Prometheus 是一套开源的系统监控、报警、时间序列数据库的组合,而 Prometheus Operator 是 CoreOS 开源的一套用于管理在 Kubernetes 集群上的 Prometheus 控制器,它是为了简化在 Kubernetes 上部署、管理和运行 Prometheus 和 Alertmanager 集群。
创建/销毁:使用操作员轻松为您的Kubernetes命名空间,特定应用程序或团队轻松启动Prometheus实例。
简单配置:从本机Kubernetes资源配置Prometheus的基础知识,如版本,持久性,保留策略和副本。
通过标签进行目标服务:根据熟悉的Kubernetes标签查询自动生成监控目标配置; 无需学习Prometheus特定的配置语言。
Prometheus操作员将Prometheus配置为Kubernetes原生,并管理和操作Prometheus和Alertmanager集群。 这是关于完整端到端监控的难题之一。
kube-prometheus将Prometheus Operator与一系列清单相结合,以帮助开始监控Kubernetes本身以及运行在其上的应用程序。
kube-prometheus没有版本,并且以与Prometheus Operator相同的速度发布。 发行说明仅描述对操作员的更改,发布存档仅包含操作员代码的匹配更改。 对于kube-prometheus的更改,请始终引用此存储库的主分支。

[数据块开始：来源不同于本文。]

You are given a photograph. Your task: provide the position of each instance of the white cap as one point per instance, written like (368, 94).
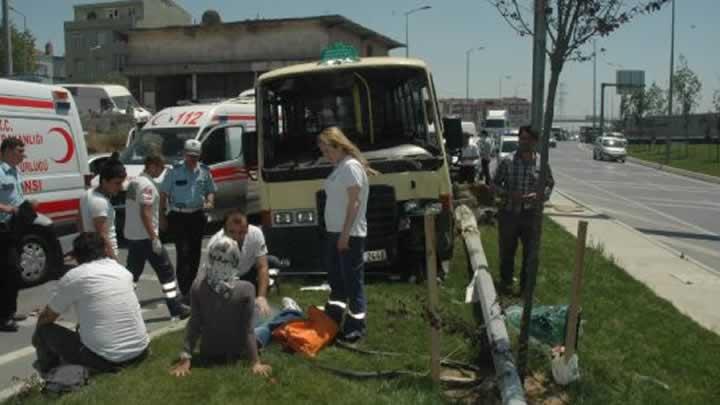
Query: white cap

kube-prometheus是一个单独的项目,将来会有自己的存储库[1] [operator-vs-kube。
Prometheus,定义了所需的Prometheus部署。 运营商始终确保正在运行与资源定义匹配的部署。
ServiceMonitor,以声明方式指定应如何监视服务组。 操作员根据定义自动生成Prometheus刮削配置。
PrometheusRule,定义所需的Prometheus规则文件,可由包含Prometheus警报和记录规则的Prometheus实例加载。
Alertmanager,定义了所需的Alertmanager部署。 运营商始终确保正在运行与资源定义匹配的部署。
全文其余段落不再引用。